Desde luego, el desenlace de este episodio tal vez parezca muy simple, sobre todo si se lo compara con la temible complejidad de los problemas contemporáneos. La actual guerra en la ex Yugoslavia, por todo ejemplo, tiene raíces que se remontan a casi dos mil años. Durante dicho lapso, el área fue escenario de un cisma entre las iglesias cristianas occidental y oriental; además, padeció la conquista de los turcos otomanos y, en este siglo, sufrió las atrocidades del fascismo y del comunismo. La apretada trenza de aversiones raciales y religiosas que convergen en dicho territorio es tan profunda e intensa, que desafía toda simplificación. Cada grupo sostiene y reafirma su carácter único y singular; cada grupo conoce su historia y apela a ella, en busca de justificativos. El resultado es un mortal callejón sin salida en el que hoy se ven envueltas millones de personas.
Por este motivo, veo un significado importantísimo en el modelo que nos plantea el diálogo valeroso de Shakyamuni. Nuestra época exige una sabiduría amplia y abarcadora que, en lugar de dividir, ponga el foco en lo que tenemos en común y en lo que señala nuestra pertenencia común al género humano. Las enseñanzas del budismo brindan un tesoro de sabiduría orientada a la paz. Nichiren, por ejemplo, ofrece este certero enfoque de la relación entre las tendencias negativas que habitan en el interior del sujeto y las amenazas urgentes y externas a la paz y la seguridad.
En un país donde imperan los tres venenos [de la codicia, el odio y la estupidez] en tal medida, ¿cómo puede haber paz y estabilidad? […] El hambre es producto de la codicia; la peste, resultado de la estupidez, y la guerra, consecuencia del odio.[9]
La sabiduría del budismo nos permite romper los confines del «yo limitado», ese yo personal y aislado, cautivo de sus propios deseos, pasiones y odios. Y nos permite dar un enfoque correcto a la psicología de la identidad colectiva, de tan hondo arraigo, a medida que elevamos nuestra vida con exuberancia hacia un «yo superior», que convive con la esencia viviente del universo. No hay que buscar esta sabiduría en ningún sitio remoto, sino dentro de nosotros mismos y bajo nuestros pies. Esta fuerza innata reside en el microcosmos viviente de cada sujeto, e irrumpe en profusión ilimitada, cuando nos consagramos a realizar acciones valerosas y solidarias en bien del género humano, de la sociedad y del futuro.
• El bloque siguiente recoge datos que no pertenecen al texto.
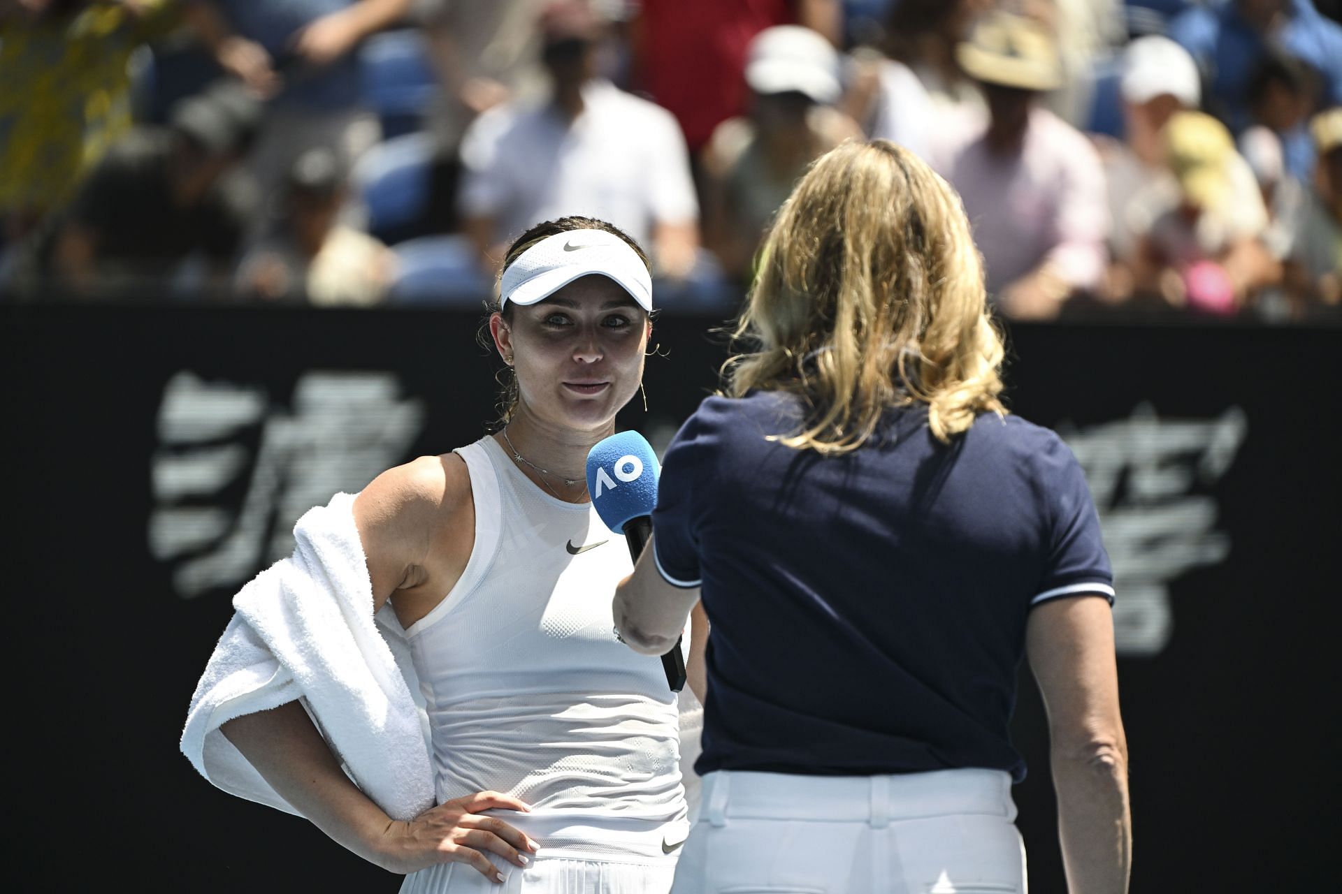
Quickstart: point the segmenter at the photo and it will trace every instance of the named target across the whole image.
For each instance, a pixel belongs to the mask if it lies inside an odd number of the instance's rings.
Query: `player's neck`
[[[581,430],[556,425],[519,406],[507,424],[507,440],[513,450],[527,462],[572,481],[586,480],[586,457],[592,446],[615,433],[615,422],[597,430]],[[505,444],[505,449],[507,445]]]

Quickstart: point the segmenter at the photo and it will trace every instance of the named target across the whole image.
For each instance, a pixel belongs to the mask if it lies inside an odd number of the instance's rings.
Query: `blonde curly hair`
[[[960,196],[886,139],[817,158],[778,209],[723,365],[726,393],[807,399],[803,429],[774,436],[823,454],[862,446],[891,406],[925,403],[949,442],[1005,414],[1001,334]]]

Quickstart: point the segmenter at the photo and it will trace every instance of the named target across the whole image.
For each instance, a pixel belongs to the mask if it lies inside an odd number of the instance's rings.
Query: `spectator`
[[[1300,311],[1323,304],[1335,314],[1342,304],[1342,106],[1315,115],[1310,131],[1318,155],[1314,189],[1291,228],[1286,281]]]
[[[1099,298],[1117,303],[1154,298],[1135,294],[1142,267],[1141,247],[1151,225],[1180,204],[1178,181],[1165,153],[1165,126],[1180,111],[1197,110],[1201,83],[1197,63],[1169,38],[1147,35],[1123,51],[1119,92],[1123,102],[1123,141],[1096,137],[1104,165],[1110,209],[1110,268]],[[1261,208],[1253,172],[1236,154],[1225,159],[1233,190],[1232,204],[1252,222]]]
[[[918,75],[938,109],[968,106],[986,113],[956,47],[974,20],[994,5],[994,0],[899,0],[886,25],[886,55]]]
[[[59,281],[119,291],[187,284],[199,271],[196,285],[225,284],[256,209],[239,162],[259,115],[242,87],[221,82],[180,101],[168,127],[137,127],[113,146],[56,231]]]
[[[833,103],[839,54],[801,25],[765,28],[750,43],[750,114],[718,125],[705,149],[709,244],[722,269],[749,279],[756,247],[807,166],[862,130]]]
[[[238,271],[238,290],[267,300],[377,304],[395,276],[391,249],[337,217],[346,180],[330,149],[298,157],[285,185],[279,232],[251,249]]]
[[[541,7],[541,0],[432,0],[428,5],[424,31],[443,84],[431,121],[443,145],[456,146],[467,125],[494,106],[544,92],[535,29]]]
[[[872,139],[888,139],[926,158],[935,107],[913,68],[875,47],[859,47],[848,60],[840,109]]]
[[[650,244],[658,275],[690,273],[698,202],[675,119],[597,75],[604,21],[580,0],[541,15],[549,97],[484,113],[462,139],[462,218],[493,272],[499,247],[538,220],[608,220]]]
[[[635,82],[668,109],[698,157],[713,130],[745,114],[741,80],[750,40],[800,24],[839,44],[839,0],[643,0],[633,39]]]
[[[1057,42],[1063,83],[1044,105],[1074,127],[1084,127],[1095,102],[1095,74],[1113,48],[1127,39],[1118,0],[1015,0]]]
[[[0,5],[0,247],[34,235],[130,131],[132,54],[174,13],[170,0]]]
[[[1235,314],[1282,276],[1264,244],[1267,210],[1256,190],[1236,189],[1232,165],[1239,154],[1216,118],[1181,111],[1164,134],[1180,201],[1151,224],[1138,288],[1158,290],[1176,307]],[[1255,204],[1245,205],[1248,197]]]
[[[1318,109],[1318,74],[1294,56],[1268,51],[1249,76],[1247,91],[1249,117],[1245,130],[1268,130],[1280,143],[1287,173],[1307,182],[1314,170],[1314,143],[1307,123]],[[1248,157],[1244,133],[1239,134],[1239,145]]]
[[[349,166],[380,138],[360,101],[354,50],[400,21],[409,0],[189,0],[189,21],[229,74],[270,98],[247,159],[264,194],[307,149],[334,146]]]
[[[1056,316],[1104,272],[1108,213],[1095,147],[1037,106],[1059,82],[1053,39],[1037,21],[993,12],[957,51],[984,91],[986,127],[960,114],[938,135],[934,166],[965,202],[989,295],[1016,319]]]
[[[1271,46],[1314,66],[1327,102],[1342,103],[1342,27],[1310,0],[1194,5],[1170,23],[1169,36],[1193,54],[1209,84],[1208,110],[1236,134],[1249,123],[1248,83]]]

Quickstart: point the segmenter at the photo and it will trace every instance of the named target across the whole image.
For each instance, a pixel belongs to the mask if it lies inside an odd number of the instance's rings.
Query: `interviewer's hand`
[[[530,810],[499,792],[478,792],[444,802],[409,822],[386,827],[380,847],[382,867],[408,874],[436,863],[468,863],[491,882],[502,882],[498,869],[484,854],[491,851],[515,866],[527,866],[539,844],[498,818],[475,815],[491,808]]]
[[[294,52],[314,68],[331,64],[358,43],[364,35],[345,11],[329,12],[314,19],[294,35]]]

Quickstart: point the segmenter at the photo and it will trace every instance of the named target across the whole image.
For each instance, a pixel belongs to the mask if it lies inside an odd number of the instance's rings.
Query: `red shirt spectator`
[[[804,24],[835,43],[835,0],[643,0],[635,36],[636,87],[671,111],[698,154],[713,129],[745,113],[741,72],[752,38]]]

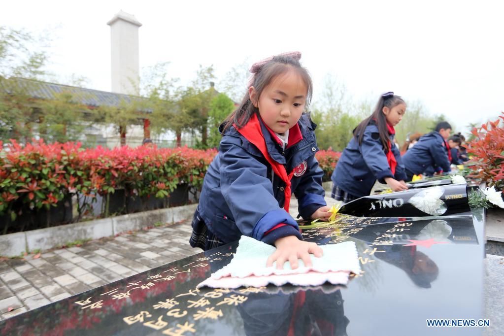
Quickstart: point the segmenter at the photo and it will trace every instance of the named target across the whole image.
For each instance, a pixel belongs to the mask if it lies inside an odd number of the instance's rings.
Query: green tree
[[[352,130],[362,120],[368,106],[366,102],[352,103],[344,84],[328,74],[311,113],[316,124],[317,143],[322,149],[342,151],[352,137]]]
[[[210,102],[218,94],[214,87],[215,78],[212,66],[206,68],[200,65],[196,78],[190,86],[184,89],[178,102],[181,115],[190,121],[190,130],[196,135],[201,135],[199,147],[208,148],[208,111]]]
[[[46,73],[47,36],[0,26],[0,77],[41,79]]]
[[[248,59],[233,66],[219,83],[219,90],[237,103],[239,103],[246,93],[248,79],[251,76]]]
[[[208,111],[208,124],[210,128],[208,142],[209,147],[219,147],[221,140],[219,126],[234,109],[234,103],[223,93],[219,94],[212,99]]]
[[[96,120],[95,110],[78,102],[82,98],[70,92],[56,95],[55,99],[38,102],[38,131],[48,142],[60,143],[81,139],[83,131]]]

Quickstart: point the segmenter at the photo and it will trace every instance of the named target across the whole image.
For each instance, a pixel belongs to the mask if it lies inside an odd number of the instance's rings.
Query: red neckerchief
[[[294,335],[294,322],[297,316],[296,314],[298,311],[300,309],[304,301],[306,300],[306,292],[304,291],[299,291],[295,294],[294,297],[294,307],[292,309],[292,317],[290,319],[290,323],[289,325],[289,330],[287,331],[287,336]]]
[[[297,125],[297,123],[296,125]],[[287,174],[287,170],[285,170],[285,167],[284,165],[278,163],[278,162],[277,162],[270,156],[270,154],[268,152],[268,148],[266,147],[266,140],[264,139],[264,135],[263,134],[263,132],[261,129],[261,124],[259,123],[259,119],[258,119],[257,115],[255,113],[250,118],[248,122],[241,128],[238,128],[235,125],[233,125],[233,126],[234,126],[234,128],[238,130],[240,134],[244,137],[245,139],[253,144],[254,146],[261,151],[261,152],[263,154],[263,156],[264,156],[269,164],[271,165],[273,172],[279,176],[282,179],[282,180],[284,181],[284,183],[285,183],[285,189],[284,190],[284,195],[285,199],[284,203],[284,209],[285,209],[285,211],[288,213],[289,205],[290,203],[290,180],[294,175],[294,169],[292,170],[292,171],[290,174]],[[294,128],[293,126],[291,129]],[[298,128],[299,128],[299,126],[298,126]],[[290,130],[289,130],[289,132],[290,135]],[[290,138],[290,135],[289,137],[289,138]]]
[[[389,135],[392,135],[393,134],[396,133],[396,130],[394,129],[394,126],[391,126],[389,124],[388,122],[387,123],[387,129],[389,131]],[[392,175],[396,174],[396,167],[397,166],[397,160],[396,160],[396,157],[394,156],[394,153],[392,153],[392,142],[389,140],[389,151],[387,153],[387,160],[389,162],[389,166],[390,167],[390,170],[392,171]],[[395,144],[393,146],[396,146]]]
[[[445,146],[446,146],[446,150],[448,151],[448,161],[450,162],[450,164],[452,164],[452,151],[451,149],[450,148],[450,145],[448,144],[448,142],[445,140]]]

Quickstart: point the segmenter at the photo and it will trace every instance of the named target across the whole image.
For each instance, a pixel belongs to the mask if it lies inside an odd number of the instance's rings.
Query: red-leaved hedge
[[[315,154],[315,157],[319,161],[320,167],[324,171],[323,181],[327,182],[331,180],[331,175],[332,175],[334,168],[336,167],[338,160],[341,157],[340,152],[334,151],[319,151]]]

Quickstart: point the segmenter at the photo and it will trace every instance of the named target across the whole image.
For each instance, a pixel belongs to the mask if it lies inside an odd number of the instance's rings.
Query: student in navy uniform
[[[401,155],[394,143],[394,126],[406,109],[404,100],[393,92],[380,97],[372,114],[354,130],[333,172],[333,198],[346,203],[369,195],[377,179],[395,191],[408,189]]]
[[[403,156],[408,181],[414,175],[424,174],[426,171],[440,173],[449,172],[450,161],[447,139],[450,138],[452,126],[447,121],[438,123],[434,130],[420,138],[412,148]],[[432,168],[433,167],[433,169]]]
[[[298,259],[310,265],[310,253],[289,214],[291,192],[305,219],[328,218],[323,172],[315,158],[316,125],[303,114],[312,82],[299,63],[301,54],[275,56],[254,64],[253,77],[238,109],[221,126],[219,153],[205,175],[190,243],[208,250],[242,235],[274,245],[267,266]]]
[[[462,163],[468,161],[469,160],[467,156],[467,149],[466,148],[466,137],[462,135],[462,133],[459,132],[455,136],[460,138],[460,145],[459,146],[459,160]]]

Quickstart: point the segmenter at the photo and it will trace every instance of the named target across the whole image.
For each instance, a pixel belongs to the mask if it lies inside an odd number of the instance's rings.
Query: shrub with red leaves
[[[92,197],[123,188],[163,198],[180,184],[200,189],[216,154],[155,146],[83,150],[78,143],[42,140],[22,146],[12,140],[0,149],[0,217],[15,220],[15,205],[49,209],[68,194]]]
[[[476,138],[469,143],[472,154],[471,177],[481,179],[488,186],[504,188],[504,112],[494,121],[472,130]]]

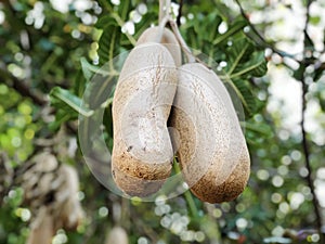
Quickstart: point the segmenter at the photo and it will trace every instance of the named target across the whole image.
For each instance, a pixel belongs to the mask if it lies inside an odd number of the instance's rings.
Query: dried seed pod
[[[178,157],[191,191],[220,203],[239,195],[249,154],[231,98],[218,76],[198,63],[179,68],[170,124],[179,132]]]
[[[167,119],[177,89],[177,69],[166,47],[153,42],[156,30],[127,57],[113,101],[112,174],[129,195],[156,192],[171,171],[172,145]],[[152,41],[152,42],[151,42]]]
[[[176,65],[179,67],[182,65],[182,53],[180,49],[180,44],[174,36],[174,34],[169,30],[168,28],[164,28],[162,34],[160,27],[155,26],[147,28],[143,31],[140,36],[139,40],[136,41],[136,46],[146,43],[146,42],[160,42],[168,49],[170,54],[172,55]],[[161,37],[159,37],[161,35]],[[159,40],[160,39],[160,40]]]

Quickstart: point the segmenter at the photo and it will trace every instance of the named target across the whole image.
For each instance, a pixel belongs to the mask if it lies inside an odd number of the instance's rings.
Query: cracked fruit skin
[[[156,29],[150,29],[127,57],[113,101],[112,174],[118,188],[132,196],[157,192],[173,159],[167,119],[177,68],[168,49],[155,42]]]
[[[191,191],[208,203],[229,202],[245,189],[250,159],[231,98],[199,63],[179,67],[170,125],[178,130],[178,157]]]

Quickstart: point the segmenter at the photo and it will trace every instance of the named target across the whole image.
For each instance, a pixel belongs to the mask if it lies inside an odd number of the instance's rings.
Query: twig
[[[308,0],[307,2],[307,17],[306,17],[306,23],[304,23],[304,28],[303,28],[303,38],[304,40],[307,40],[309,38],[308,35],[308,24],[310,21],[310,4],[311,4],[311,0]],[[303,46],[303,60],[308,59],[307,57],[307,51],[308,51],[308,47]],[[301,84],[302,84],[302,110],[301,110],[301,121],[300,121],[300,127],[301,127],[301,133],[302,133],[302,150],[303,150],[303,155],[304,155],[304,162],[306,162],[306,167],[308,169],[308,175],[306,177],[306,180],[308,182],[308,185],[311,190],[311,194],[313,196],[313,206],[314,206],[314,211],[315,211],[315,216],[316,216],[316,228],[317,231],[320,233],[320,243],[325,244],[325,236],[322,233],[322,216],[320,213],[320,203],[317,200],[317,196],[315,194],[315,189],[314,189],[314,182],[312,179],[312,167],[310,164],[310,152],[309,152],[309,145],[308,145],[308,139],[307,139],[307,131],[306,131],[306,108],[307,108],[307,93],[308,93],[308,85],[306,82],[307,79],[307,75],[306,75],[306,68],[307,65],[306,64],[301,64],[303,65],[303,73],[301,74]]]

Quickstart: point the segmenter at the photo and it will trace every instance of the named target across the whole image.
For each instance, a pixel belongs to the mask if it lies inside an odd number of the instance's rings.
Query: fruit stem
[[[184,41],[179,27],[177,25],[177,23],[172,20],[169,21],[170,27],[176,36],[176,38],[178,39],[178,41],[181,44],[181,48],[183,49],[183,51],[186,53],[186,57],[187,57],[187,62],[188,63],[195,63],[195,56],[193,55],[193,53],[191,52],[188,46],[186,44],[186,42]]]
[[[159,25],[165,17],[170,17],[170,0],[159,0]]]

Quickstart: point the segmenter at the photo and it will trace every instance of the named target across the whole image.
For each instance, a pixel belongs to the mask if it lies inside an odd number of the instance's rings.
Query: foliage
[[[78,169],[79,198],[87,219],[76,232],[62,230],[57,235],[67,236],[66,243],[72,244],[104,243],[109,230],[121,226],[130,243],[317,242],[314,196],[306,181],[301,134],[283,128],[281,107],[278,113],[270,113],[266,107],[272,82],[265,76],[266,66],[274,64],[270,56],[271,64],[266,64],[264,50],[274,40],[263,42],[249,18],[238,15],[223,1],[213,1],[213,8],[209,1],[184,1],[182,36],[195,54],[218,72],[245,110],[243,126],[251,154],[251,177],[245,192],[231,203],[204,204],[190,192],[168,201],[161,196],[155,203],[129,201],[95,180],[79,149],[67,154],[62,146],[73,146],[72,141],[77,139],[78,115],[96,116],[93,111],[99,106],[104,107],[104,138],[112,145],[113,93],[106,91],[114,88],[120,67],[119,60],[114,57],[132,49],[139,35],[157,24],[157,3],[126,0],[114,4],[99,0],[78,9],[78,1],[73,1],[67,12],[62,13],[52,2],[0,3],[0,13],[5,16],[0,25],[0,35],[4,37],[0,39],[0,151],[6,153],[10,167],[16,169],[50,146]],[[244,2],[250,10],[261,10],[258,3]],[[316,25],[318,21],[313,17],[311,23]],[[270,25],[263,23],[259,27],[264,30]],[[313,40],[308,39],[304,44],[314,49]],[[273,53],[287,56],[287,52],[277,52],[275,48]],[[309,100],[320,104],[322,116],[324,63],[317,63],[315,56],[307,61],[296,69],[285,62],[277,65],[288,68],[298,80],[306,75],[312,79],[314,86],[307,85]],[[101,68],[103,65],[105,68]],[[102,93],[87,106],[82,104],[83,95],[87,97],[83,93],[94,77],[94,89],[102,89]],[[53,144],[52,140],[57,141],[62,133],[64,139]],[[308,139],[312,168],[317,169],[325,152],[312,136]],[[28,206],[21,205],[21,191],[15,185],[3,198],[0,243],[24,243],[28,235],[30,216]]]

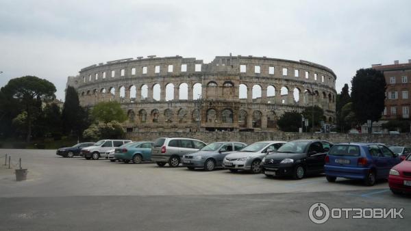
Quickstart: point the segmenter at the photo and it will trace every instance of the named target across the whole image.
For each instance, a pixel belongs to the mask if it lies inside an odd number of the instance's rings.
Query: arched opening
[[[247,98],[247,85],[240,84],[238,85],[238,98]]]
[[[213,123],[217,122],[217,112],[213,109],[207,111],[207,122]]]
[[[261,128],[261,117],[262,113],[260,111],[253,112],[253,128]]]
[[[179,100],[188,99],[188,85],[187,83],[183,83],[178,87],[178,98]]]
[[[238,113],[238,126],[241,128],[247,127],[247,111],[240,110]]]
[[[192,99],[193,100],[199,99],[201,96],[201,94],[203,94],[201,92],[202,90],[202,90],[202,87],[201,87],[201,83],[196,83],[195,85],[192,85]]]
[[[174,84],[169,83],[166,85],[166,101],[173,100],[174,99]]]
[[[261,98],[261,86],[256,84],[253,86],[253,99]]]
[[[147,97],[149,97],[149,86],[144,84],[140,88],[140,91],[141,92],[141,99],[142,100],[146,99],[146,98],[147,98]]]
[[[160,101],[161,95],[161,87],[160,84],[156,83],[153,86],[153,99]]]
[[[232,109],[225,109],[221,111],[221,122],[233,123],[233,111]]]

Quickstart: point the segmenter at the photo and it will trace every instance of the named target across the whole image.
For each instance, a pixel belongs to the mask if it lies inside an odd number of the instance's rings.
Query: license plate
[[[345,159],[336,159],[336,163],[349,163],[349,160],[345,160]]]
[[[275,176],[275,172],[273,171],[265,171],[264,173],[266,175]]]

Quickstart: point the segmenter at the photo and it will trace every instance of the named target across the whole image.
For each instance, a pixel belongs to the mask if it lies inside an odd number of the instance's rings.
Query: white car
[[[238,170],[249,171],[254,174],[261,172],[261,160],[269,152],[275,152],[284,141],[266,141],[256,142],[242,150],[227,154],[223,161],[223,167],[232,172]]]

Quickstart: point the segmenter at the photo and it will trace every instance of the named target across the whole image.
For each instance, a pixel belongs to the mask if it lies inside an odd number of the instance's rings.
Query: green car
[[[151,148],[153,144],[151,141],[139,141],[126,147],[116,148],[114,150],[114,158],[123,160],[125,163],[130,161],[134,163],[149,161],[151,159]]]

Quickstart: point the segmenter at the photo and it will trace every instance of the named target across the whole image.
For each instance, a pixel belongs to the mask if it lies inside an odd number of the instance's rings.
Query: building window
[[[406,76],[401,77],[401,81],[403,83],[408,83],[408,78]]]
[[[287,68],[283,68],[283,76],[287,76],[288,75],[288,69]]]
[[[409,107],[403,107],[403,118],[409,118],[410,113],[409,113]]]
[[[256,74],[260,74],[260,66],[254,66],[254,73]]]
[[[390,83],[391,83],[391,84],[395,83],[395,77],[390,77]]]
[[[187,71],[187,64],[182,64],[182,72]]]
[[[397,115],[397,107],[391,107],[391,115]]]
[[[402,98],[403,98],[403,99],[408,98],[408,91],[402,91]]]
[[[297,69],[294,70],[294,77],[299,77],[299,71]]]

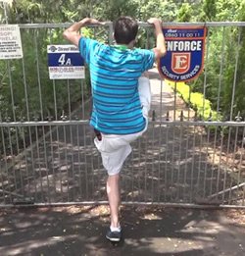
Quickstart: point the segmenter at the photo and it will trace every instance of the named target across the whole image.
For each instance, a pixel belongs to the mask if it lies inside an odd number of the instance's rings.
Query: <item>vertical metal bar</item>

Mediante esta clase de «práctica del bodisatva», desarrollamos la sabiduría necesaria para romper con los grilletes del yo; así pues, nuestros conocimientos escindidos comienzan a integrarse con vibrante equilibrio hacia un próspero futuro.
De lo uniforme a lo diverso
La segunda transformación a la que quiero referirme es el tránsito de la uniformidad a la diversidad. Agradezco profundamente esta ocasión de debatir el tema en Hawái, este archipiélago pletórico de colores que es un verdadero símbolo de lo diverso. Por feliz sincronía, este discurso tiene lugar a comienzos de 1995, ciclo que las Naciones Unidas denominaron Año Internacional de la Tolerancia.
Los ciudadanos de Hawái marchan a la vanguardia en el desafío de armonizar y construir la unión a partir de la diversidad; a medida que transcurra el tiempo, este aspecto no hará más que cobrar importancia. Su esfuerzo pionero puede compararse con el árbol de ohia, el primero que extiende sus raíces bajo el yermo suelo de lava recién enfriada, y el primero en dar hermosas flores rojas.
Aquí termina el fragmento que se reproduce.